In the AI era, people often ask bots to recommend service providers and follow their advice. So, we decided to test how competent these bots are. We asked several of them to recommend a Ukrainian translation agency and analyzed their answers.
First, we asked a simple question: “Recommend a Ukrainian translation company.”
We tried ChatGPT, Claude, Gemini, and DeepSeek. Since we know the leaders of the Ukrainian translation industry, we expected to see familiar names on the list, especially Technolex Translation Studio, which has consistently ranked among the top three Ukrainian LSPs, sometimes even first. Technolex has been recognized by Nimdzi, Slator, and Common Sense Advisory, all respected consulting agencies in the language industry.
Well, things turned out differently. Chatbots produced random results. Even worse, the same chatbot gave different answers each time. Sometimes they mentioned real leading Ukrainian translation companies. But other times, we saw names we had never heard before. “Who is that?” we wondered. One response seemed especially suspicious, so we asked the AI where it found these companies. The answer was shocking:
“I’ve just made up the list. Do you want real companies?” So yes — it fabricated the data.
Of course, hallucination wasn’t always the case. Sometimes, chatbots did list actual translation companies, but not necessarily Ukrainian ones. Some were based in Poland or were MLVs from the USA. Others weren’t companies at all but portals like ProZ.com or TranslatorsCafe, which are marketplaces, not translation providers, and certainly not Ukrainian.
In short, it was chaos. Chatbots could not give a reliable recommendation for Ukrainian translation services. Or, most likely, for any other type of supplier.
Why does this happen?
The simple answer is that AI is either not knowledgeable enough or misinterprets the question.

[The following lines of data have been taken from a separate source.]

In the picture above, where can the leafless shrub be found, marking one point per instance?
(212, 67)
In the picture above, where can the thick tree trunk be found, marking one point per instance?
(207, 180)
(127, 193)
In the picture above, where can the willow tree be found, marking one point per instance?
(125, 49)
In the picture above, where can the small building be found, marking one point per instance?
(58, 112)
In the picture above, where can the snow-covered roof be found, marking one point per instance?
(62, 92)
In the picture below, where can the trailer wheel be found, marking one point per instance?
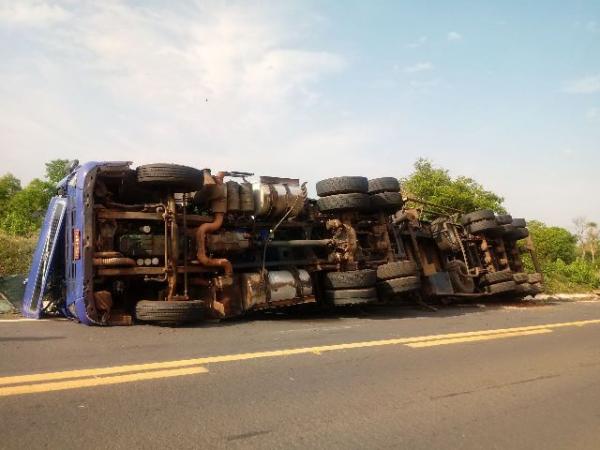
(484, 226)
(352, 279)
(504, 219)
(344, 202)
(459, 277)
(179, 178)
(533, 278)
(342, 185)
(519, 223)
(523, 288)
(342, 297)
(387, 201)
(389, 288)
(483, 214)
(396, 269)
(520, 277)
(169, 312)
(517, 234)
(384, 184)
(496, 277)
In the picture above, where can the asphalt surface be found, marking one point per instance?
(464, 377)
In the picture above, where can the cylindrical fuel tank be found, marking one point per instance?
(233, 196)
(281, 285)
(246, 198)
(273, 201)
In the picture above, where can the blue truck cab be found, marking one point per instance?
(166, 243)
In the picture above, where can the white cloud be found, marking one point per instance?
(218, 85)
(585, 85)
(593, 114)
(418, 43)
(31, 13)
(454, 36)
(592, 26)
(419, 67)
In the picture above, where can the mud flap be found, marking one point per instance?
(44, 258)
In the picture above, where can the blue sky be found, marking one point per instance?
(505, 92)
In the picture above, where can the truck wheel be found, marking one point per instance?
(389, 288)
(484, 226)
(459, 277)
(169, 312)
(483, 214)
(523, 288)
(342, 297)
(505, 286)
(352, 279)
(396, 269)
(342, 185)
(519, 223)
(342, 202)
(533, 278)
(520, 277)
(517, 234)
(496, 277)
(504, 219)
(387, 201)
(384, 184)
(178, 178)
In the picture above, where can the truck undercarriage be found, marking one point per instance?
(169, 243)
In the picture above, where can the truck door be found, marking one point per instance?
(44, 259)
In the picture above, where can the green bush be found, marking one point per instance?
(16, 253)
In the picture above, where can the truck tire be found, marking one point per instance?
(459, 277)
(387, 201)
(505, 286)
(384, 184)
(519, 223)
(523, 288)
(520, 277)
(352, 279)
(482, 214)
(517, 234)
(389, 288)
(343, 297)
(537, 288)
(342, 185)
(484, 226)
(496, 277)
(396, 269)
(173, 176)
(344, 202)
(534, 278)
(504, 219)
(169, 312)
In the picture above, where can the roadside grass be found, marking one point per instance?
(16, 253)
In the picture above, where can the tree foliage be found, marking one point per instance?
(553, 243)
(435, 185)
(22, 209)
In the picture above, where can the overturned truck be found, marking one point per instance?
(166, 243)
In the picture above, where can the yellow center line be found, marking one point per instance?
(486, 337)
(92, 382)
(142, 371)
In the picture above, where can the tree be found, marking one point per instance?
(553, 243)
(435, 185)
(9, 186)
(580, 226)
(591, 239)
(25, 209)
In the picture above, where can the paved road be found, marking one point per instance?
(465, 377)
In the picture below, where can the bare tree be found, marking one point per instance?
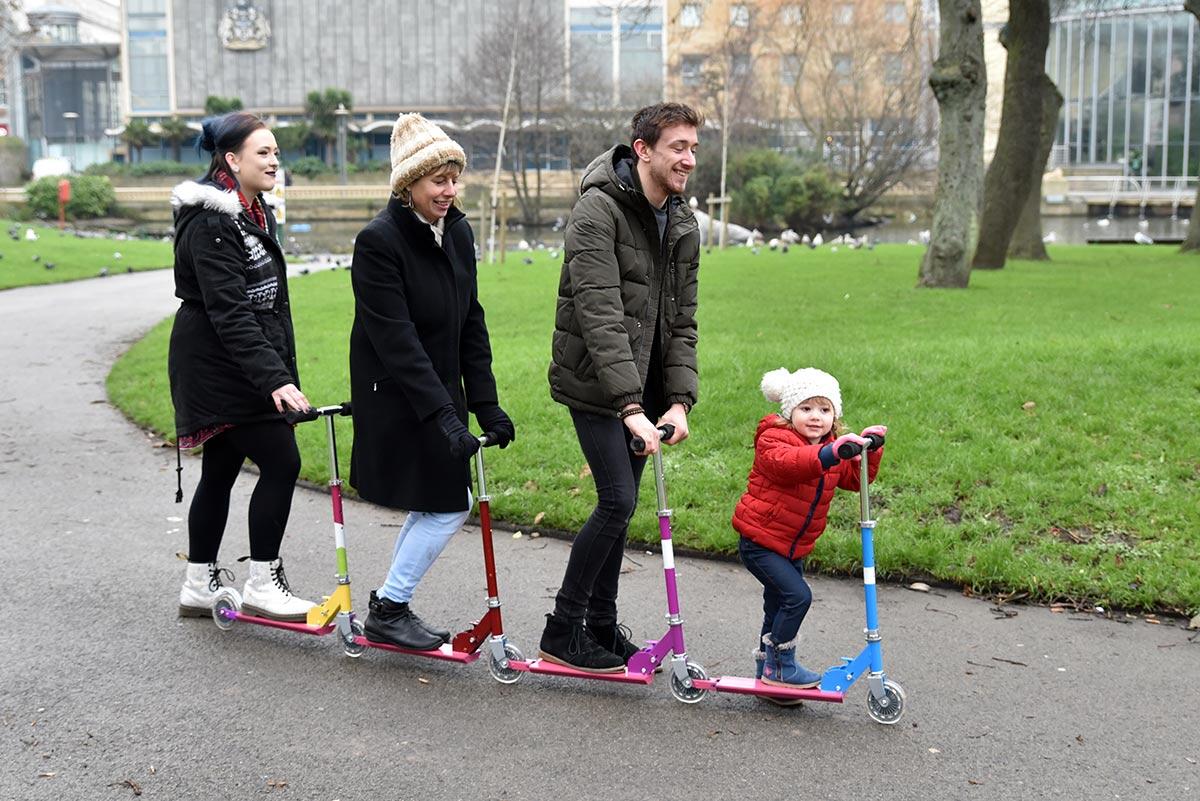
(538, 89)
(1026, 242)
(858, 85)
(959, 80)
(1009, 176)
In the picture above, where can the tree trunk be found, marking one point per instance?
(1007, 184)
(1192, 241)
(1027, 238)
(959, 80)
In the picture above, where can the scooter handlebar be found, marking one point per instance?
(850, 450)
(637, 444)
(312, 413)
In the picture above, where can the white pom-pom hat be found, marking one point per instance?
(418, 148)
(790, 389)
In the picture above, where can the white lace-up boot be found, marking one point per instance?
(201, 586)
(267, 594)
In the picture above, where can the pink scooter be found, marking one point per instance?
(667, 652)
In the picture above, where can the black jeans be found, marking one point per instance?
(589, 586)
(786, 596)
(273, 447)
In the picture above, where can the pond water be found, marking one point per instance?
(337, 236)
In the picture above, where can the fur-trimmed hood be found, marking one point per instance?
(210, 196)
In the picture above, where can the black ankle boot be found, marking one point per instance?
(613, 637)
(441, 633)
(393, 624)
(567, 642)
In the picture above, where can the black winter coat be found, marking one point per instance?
(418, 343)
(232, 343)
(616, 290)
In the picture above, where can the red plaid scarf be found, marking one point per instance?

To get a more accurate result, one must ask a very specific question, such as: “Please list the top translation companies of Ukraine. Only companies. Only located in Ukraine. Only the ones with proven recognition by Nimdzi, Slator, Common Sense Advisory, or other reputable rating agencies. Only ISO certified.” This phrasing produces better, though still imperfect, results.
But most people won’t ask such detailed questions. They don’t know about industry ratings, standards, or how these systems work. People ask simple questions, and receive simple, randomized, or even invented answers.
So, we’re still far from the day when AI can recommend service providers based on objective expert knowledge rather than crowd guessing.